Cette trentenaire n’est pas une femme politique comme les autres. D’abord parce qu’elle n’a pas hésité à quitter Les Républicains après avoir été directrice numérique du candidat Juppé pour se rallier à Macron quand les anciens militants passaient une vie derrière le même parti. Un pur produit de la génération Y qui n’hésite pas à zapper si elle considère que c’est justifié. Une féministe qui a la liberté dans la peau et considère que la seule véritable arme politique c'est l’indépendance. Résultat, elle a gardé son vrai job, hors du monde politique, et surtout ne compte pas y rester toute sa vie... Ce qui ne l’empêche pas d’envisager de se présenter comme députée aux législatives de juin. “On verra après les présidentielles”. Entre une séance de tractage et une réunion dans son agence de com’, Aurore Bergé nous a parlé de son étonnant itinéraire dans le monde politique. Féminisme, misogynie, influence des réseaux sociaux : entretien sans langue de bois.

La politique, c’est un rêve de petite fille ?

Je ne dirais pas que c’est un rêve, mais ça a commencé très tôt. Quand j’avais une dizaine d'années, je voulais être présidente de l’ONU. Je sais, c’est bizarre. J’étais déçue quand mes parents m’ont avoué qu’il n’y avait pas de président. Quand j’étais au lycée, à 16 ans, juste après le 21 avril, je me suis engagée. J’étais étonnée que mes amis ne soient pas en colère contre ce qu’ils étaient en train de voir. Ils étaient résignés, pensant que de toute façon Jean-Marie Le Pen ne passerait pas contre Chirac. Il n’y a pas eu de débat dans mon lycée privé de Versailles, ville dans laquelle le Front National a toujours été très bas.

Ce moment a coïncidé avec la création de l’UMP, auquel j’ai adhéré quelques mois après. J’ai trouvé stimulant de participer aux commencements d’un parti. En plus, j’ai commencé à militer auprès de quelqu’un de très particulier et iconoclaste, Etienne Pinte, qui était le député maire de Versailles et à mille lieues des idées reçues sur les députés de droite. Il était très engagé sur la question du logement social, de la décence dans les prisons, contre la peine de mort… Il m’a marqué par son intégrité et son indépendance.

Quel est votre parcours ?

J’ai assez vite voulu faire Sciences Po, qui me paraissait le plus logique par rapport à ce que je voulais faire et mon engagement politique. En parallèle, de militante lambda, je suis progressivement devenue responsable des jeunes UMP de mon département. Je pilotais toute l’action militante de ma fédération pour les jeunes, en pleine période de campagne présidentielle et de l’arrivée de Nicolas Sarkozy au premier plan.
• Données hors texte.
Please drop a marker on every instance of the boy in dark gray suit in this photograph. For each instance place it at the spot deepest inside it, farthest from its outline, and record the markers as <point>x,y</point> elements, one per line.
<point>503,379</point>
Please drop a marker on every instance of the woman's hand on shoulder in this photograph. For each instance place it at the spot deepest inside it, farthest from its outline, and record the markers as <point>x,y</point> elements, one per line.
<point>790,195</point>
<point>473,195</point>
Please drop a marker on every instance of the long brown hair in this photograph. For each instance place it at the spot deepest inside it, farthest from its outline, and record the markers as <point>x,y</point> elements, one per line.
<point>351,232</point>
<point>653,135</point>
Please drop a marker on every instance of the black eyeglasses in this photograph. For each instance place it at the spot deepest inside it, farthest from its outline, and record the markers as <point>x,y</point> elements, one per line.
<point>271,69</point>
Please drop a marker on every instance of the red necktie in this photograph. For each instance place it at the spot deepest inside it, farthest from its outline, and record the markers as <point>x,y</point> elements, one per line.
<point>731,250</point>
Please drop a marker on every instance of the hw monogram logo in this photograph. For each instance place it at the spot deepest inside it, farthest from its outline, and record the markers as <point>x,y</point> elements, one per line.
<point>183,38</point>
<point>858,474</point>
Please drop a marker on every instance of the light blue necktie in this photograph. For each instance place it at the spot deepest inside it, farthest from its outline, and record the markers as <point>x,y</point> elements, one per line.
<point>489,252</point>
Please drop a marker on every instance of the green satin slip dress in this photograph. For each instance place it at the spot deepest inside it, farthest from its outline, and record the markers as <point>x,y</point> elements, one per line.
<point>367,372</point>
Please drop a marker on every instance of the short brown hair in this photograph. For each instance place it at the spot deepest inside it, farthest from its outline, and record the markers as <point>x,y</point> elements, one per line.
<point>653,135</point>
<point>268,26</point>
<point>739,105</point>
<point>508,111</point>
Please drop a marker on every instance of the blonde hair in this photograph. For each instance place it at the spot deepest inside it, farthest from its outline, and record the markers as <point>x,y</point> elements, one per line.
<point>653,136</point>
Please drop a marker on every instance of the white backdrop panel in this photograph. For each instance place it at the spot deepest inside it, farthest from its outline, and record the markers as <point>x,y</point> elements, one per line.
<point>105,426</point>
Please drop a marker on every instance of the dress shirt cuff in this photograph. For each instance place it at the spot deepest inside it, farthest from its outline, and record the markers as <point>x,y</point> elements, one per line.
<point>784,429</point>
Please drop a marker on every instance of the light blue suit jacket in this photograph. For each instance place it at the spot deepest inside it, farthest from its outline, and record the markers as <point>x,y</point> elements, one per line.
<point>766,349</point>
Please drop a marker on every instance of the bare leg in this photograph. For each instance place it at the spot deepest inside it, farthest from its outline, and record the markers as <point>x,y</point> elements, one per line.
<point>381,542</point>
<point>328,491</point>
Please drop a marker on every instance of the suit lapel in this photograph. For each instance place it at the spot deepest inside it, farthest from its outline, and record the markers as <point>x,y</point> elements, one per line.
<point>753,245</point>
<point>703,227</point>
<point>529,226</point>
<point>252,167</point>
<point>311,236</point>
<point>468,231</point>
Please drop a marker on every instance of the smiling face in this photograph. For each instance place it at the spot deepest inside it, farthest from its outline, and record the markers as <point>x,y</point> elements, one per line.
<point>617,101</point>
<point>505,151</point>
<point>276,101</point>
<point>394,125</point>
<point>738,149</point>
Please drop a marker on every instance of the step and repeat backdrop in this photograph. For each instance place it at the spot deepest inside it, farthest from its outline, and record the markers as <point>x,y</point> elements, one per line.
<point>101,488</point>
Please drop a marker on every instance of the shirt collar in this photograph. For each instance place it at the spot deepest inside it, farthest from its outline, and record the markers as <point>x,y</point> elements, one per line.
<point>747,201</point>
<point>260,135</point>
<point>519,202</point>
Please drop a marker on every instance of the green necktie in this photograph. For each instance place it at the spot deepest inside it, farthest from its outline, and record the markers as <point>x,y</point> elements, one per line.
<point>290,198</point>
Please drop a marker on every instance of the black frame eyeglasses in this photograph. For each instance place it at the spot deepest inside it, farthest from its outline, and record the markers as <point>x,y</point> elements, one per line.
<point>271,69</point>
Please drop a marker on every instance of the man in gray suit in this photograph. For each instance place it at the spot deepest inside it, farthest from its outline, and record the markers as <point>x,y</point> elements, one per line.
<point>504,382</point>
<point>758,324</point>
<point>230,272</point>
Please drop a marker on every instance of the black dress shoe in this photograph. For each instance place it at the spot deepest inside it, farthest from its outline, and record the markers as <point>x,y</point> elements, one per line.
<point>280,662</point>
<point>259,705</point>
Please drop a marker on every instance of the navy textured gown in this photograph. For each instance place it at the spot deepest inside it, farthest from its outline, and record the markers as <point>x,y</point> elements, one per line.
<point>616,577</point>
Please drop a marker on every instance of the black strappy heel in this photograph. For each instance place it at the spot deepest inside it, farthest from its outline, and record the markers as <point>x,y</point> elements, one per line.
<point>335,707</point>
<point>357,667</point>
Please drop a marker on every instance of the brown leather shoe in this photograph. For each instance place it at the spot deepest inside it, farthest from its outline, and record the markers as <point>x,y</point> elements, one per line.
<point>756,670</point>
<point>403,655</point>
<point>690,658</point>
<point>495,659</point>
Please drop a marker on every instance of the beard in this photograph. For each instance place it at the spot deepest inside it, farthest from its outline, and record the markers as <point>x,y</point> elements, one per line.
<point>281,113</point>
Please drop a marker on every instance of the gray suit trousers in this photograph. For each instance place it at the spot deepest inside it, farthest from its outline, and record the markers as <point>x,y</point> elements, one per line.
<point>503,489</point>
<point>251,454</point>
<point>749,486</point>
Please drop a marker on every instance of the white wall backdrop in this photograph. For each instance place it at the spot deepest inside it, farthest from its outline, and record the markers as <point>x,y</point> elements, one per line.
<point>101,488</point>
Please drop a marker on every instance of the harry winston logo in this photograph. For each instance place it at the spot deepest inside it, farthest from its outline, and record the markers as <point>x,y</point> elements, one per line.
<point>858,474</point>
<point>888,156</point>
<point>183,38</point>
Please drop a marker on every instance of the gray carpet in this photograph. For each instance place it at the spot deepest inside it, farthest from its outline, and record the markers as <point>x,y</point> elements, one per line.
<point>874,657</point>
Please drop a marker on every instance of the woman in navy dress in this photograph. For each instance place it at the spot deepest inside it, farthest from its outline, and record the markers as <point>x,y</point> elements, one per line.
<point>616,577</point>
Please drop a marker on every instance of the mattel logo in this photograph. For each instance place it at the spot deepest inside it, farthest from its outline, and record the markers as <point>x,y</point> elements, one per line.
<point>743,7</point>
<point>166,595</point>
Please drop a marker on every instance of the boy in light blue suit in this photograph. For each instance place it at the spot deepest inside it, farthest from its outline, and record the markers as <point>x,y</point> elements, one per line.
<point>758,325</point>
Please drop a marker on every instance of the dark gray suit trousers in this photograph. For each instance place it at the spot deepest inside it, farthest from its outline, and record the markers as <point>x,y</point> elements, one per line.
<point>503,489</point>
Des nouveaux candidats, des nouvelles méthodes de campagne, des nouvelles idées… La campagne de 2007 était hyper enthousiasmante, beaucoup plus que celle-ci. Je suis ensuite devenue porte-parole de l’équipe nationale des jeunes UMP, puis j’ai été candidate aux régionales… Les choses se sont enchaînées naturellement.

Vous avez toujours été dans la politique ?
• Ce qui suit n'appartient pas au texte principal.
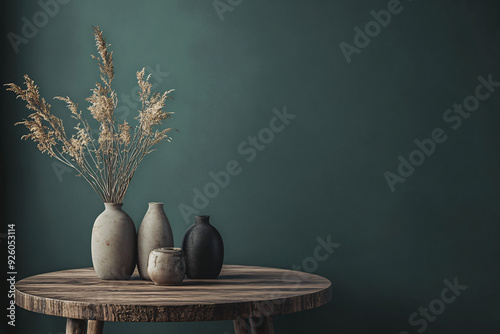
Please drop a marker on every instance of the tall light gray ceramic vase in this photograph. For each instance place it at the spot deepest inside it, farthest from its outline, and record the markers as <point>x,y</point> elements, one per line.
<point>154,232</point>
<point>114,244</point>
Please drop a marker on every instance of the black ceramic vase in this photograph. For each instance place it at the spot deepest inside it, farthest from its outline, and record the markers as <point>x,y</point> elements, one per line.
<point>203,249</point>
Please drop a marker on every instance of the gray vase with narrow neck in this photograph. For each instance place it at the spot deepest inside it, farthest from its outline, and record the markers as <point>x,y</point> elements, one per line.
<point>154,232</point>
<point>114,244</point>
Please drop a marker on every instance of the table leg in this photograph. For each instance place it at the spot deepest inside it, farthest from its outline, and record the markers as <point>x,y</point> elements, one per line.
<point>95,327</point>
<point>262,325</point>
<point>75,326</point>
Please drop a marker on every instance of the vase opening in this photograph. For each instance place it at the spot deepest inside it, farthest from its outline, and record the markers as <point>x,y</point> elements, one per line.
<point>200,219</point>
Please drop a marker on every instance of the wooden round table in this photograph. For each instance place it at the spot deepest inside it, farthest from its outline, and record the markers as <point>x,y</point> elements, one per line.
<point>248,295</point>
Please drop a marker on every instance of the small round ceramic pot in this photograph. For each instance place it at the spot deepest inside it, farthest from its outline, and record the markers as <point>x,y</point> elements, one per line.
<point>166,266</point>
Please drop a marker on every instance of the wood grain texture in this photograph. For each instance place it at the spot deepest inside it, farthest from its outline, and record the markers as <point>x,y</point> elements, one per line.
<point>240,291</point>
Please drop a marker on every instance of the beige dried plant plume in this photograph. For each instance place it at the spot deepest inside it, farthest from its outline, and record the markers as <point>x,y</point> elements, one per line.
<point>109,161</point>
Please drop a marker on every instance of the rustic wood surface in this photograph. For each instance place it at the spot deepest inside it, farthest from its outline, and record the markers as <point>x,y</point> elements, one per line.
<point>239,292</point>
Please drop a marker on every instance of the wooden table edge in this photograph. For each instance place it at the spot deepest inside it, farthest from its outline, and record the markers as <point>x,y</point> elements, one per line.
<point>228,311</point>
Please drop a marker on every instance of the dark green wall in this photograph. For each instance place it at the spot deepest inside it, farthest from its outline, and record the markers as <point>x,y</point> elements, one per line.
<point>322,176</point>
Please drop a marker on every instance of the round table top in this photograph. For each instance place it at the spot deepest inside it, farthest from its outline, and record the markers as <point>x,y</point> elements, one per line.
<point>240,291</point>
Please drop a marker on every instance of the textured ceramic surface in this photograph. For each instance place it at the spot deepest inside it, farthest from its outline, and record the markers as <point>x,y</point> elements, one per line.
<point>166,266</point>
<point>154,232</point>
<point>114,244</point>
<point>203,249</point>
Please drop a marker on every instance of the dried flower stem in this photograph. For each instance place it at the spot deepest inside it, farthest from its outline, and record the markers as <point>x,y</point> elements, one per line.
<point>109,161</point>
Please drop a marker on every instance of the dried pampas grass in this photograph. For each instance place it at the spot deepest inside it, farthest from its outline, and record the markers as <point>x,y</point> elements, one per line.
<point>108,161</point>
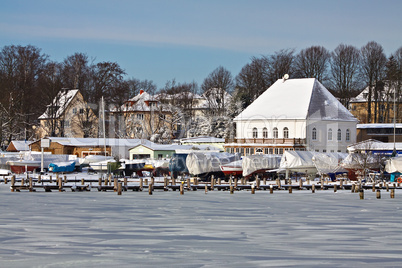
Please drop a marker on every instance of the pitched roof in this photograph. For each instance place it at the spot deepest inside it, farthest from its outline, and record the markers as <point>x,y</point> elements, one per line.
<point>62,100</point>
<point>304,98</point>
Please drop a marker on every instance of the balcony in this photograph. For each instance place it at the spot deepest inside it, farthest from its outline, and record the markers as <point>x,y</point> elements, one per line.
<point>292,141</point>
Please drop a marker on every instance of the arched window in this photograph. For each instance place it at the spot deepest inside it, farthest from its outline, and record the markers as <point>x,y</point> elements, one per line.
<point>255,133</point>
<point>285,132</point>
<point>330,134</point>
<point>265,132</point>
<point>347,135</point>
<point>275,132</point>
<point>314,134</point>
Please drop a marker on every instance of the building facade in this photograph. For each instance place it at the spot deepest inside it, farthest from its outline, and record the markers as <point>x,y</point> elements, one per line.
<point>294,114</point>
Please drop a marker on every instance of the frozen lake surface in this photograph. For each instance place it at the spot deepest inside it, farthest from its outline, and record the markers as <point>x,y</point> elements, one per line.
<point>166,229</point>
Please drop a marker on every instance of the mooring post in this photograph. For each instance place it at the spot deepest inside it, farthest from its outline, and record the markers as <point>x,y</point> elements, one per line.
<point>212,182</point>
<point>12,183</point>
<point>119,188</point>
<point>378,194</point>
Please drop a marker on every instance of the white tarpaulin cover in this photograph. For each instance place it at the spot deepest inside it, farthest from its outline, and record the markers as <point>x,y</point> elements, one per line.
<point>252,163</point>
<point>312,162</point>
<point>394,165</point>
<point>201,163</point>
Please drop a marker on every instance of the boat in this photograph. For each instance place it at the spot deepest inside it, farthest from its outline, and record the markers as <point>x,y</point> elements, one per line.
<point>21,166</point>
<point>62,167</point>
<point>105,165</point>
<point>232,169</point>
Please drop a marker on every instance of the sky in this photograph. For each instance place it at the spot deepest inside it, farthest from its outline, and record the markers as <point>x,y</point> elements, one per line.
<point>187,40</point>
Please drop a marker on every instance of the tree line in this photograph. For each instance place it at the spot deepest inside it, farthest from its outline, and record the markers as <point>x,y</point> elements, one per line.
<point>30,80</point>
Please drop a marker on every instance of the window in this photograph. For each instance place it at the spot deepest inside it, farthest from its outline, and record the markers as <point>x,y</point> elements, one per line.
<point>330,134</point>
<point>255,133</point>
<point>314,134</point>
<point>265,133</point>
<point>275,132</point>
<point>285,132</point>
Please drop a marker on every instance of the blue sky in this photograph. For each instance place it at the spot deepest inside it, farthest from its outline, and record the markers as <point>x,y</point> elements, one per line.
<point>186,40</point>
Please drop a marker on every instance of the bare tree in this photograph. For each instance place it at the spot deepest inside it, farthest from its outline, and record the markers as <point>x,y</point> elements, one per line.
<point>216,86</point>
<point>345,67</point>
<point>279,64</point>
<point>372,67</point>
<point>313,62</point>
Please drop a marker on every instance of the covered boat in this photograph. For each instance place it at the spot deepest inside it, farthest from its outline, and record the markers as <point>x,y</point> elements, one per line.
<point>260,163</point>
<point>206,164</point>
<point>62,167</point>
<point>21,166</point>
<point>232,169</point>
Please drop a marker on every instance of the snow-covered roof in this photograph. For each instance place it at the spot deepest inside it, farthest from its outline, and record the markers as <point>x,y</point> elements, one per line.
<point>304,98</point>
<point>378,125</point>
<point>61,101</point>
<point>202,139</point>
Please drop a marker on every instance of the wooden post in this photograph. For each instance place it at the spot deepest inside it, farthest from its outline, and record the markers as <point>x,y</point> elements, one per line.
<point>12,183</point>
<point>30,185</point>
<point>115,184</point>
<point>212,182</point>
<point>119,188</point>
<point>182,188</point>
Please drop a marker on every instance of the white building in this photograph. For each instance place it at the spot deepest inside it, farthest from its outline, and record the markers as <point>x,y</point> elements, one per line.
<point>294,114</point>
Être élue n’est pas mon job. J’ai un vrai job ! A Sciences Po, j’ai fait beaucoup de stages à l’Assemblée Nationale, dans un cabinet ministériel auprès de Xavier Bertrand, au Parlement Européen avec Roselyne Bachelot… Quand j’ai fini Sciences Po, c’était la période des campagnes européennes auxquelles j’ai participé.

Un député européen m’a proposé de travailler avec lui, j’ai été son assistante parlementaire sur toute la partie com’ et politique pendant huit mois. Mais je voulais aussi bosser dans le privé pour être plus libre et ne pas dépendre des politiques. Pouvoir claquer la porte quand j’en avais envie. Par exemple, j’étais favorable au mariage pour tous. Si j’avais travaillé pour un parlementaire de droite, il est fort probable qu’il m’aurait demandé de me taire, étant très probablement contre. Je ne voulais pas vivre par procuration d’un candidat.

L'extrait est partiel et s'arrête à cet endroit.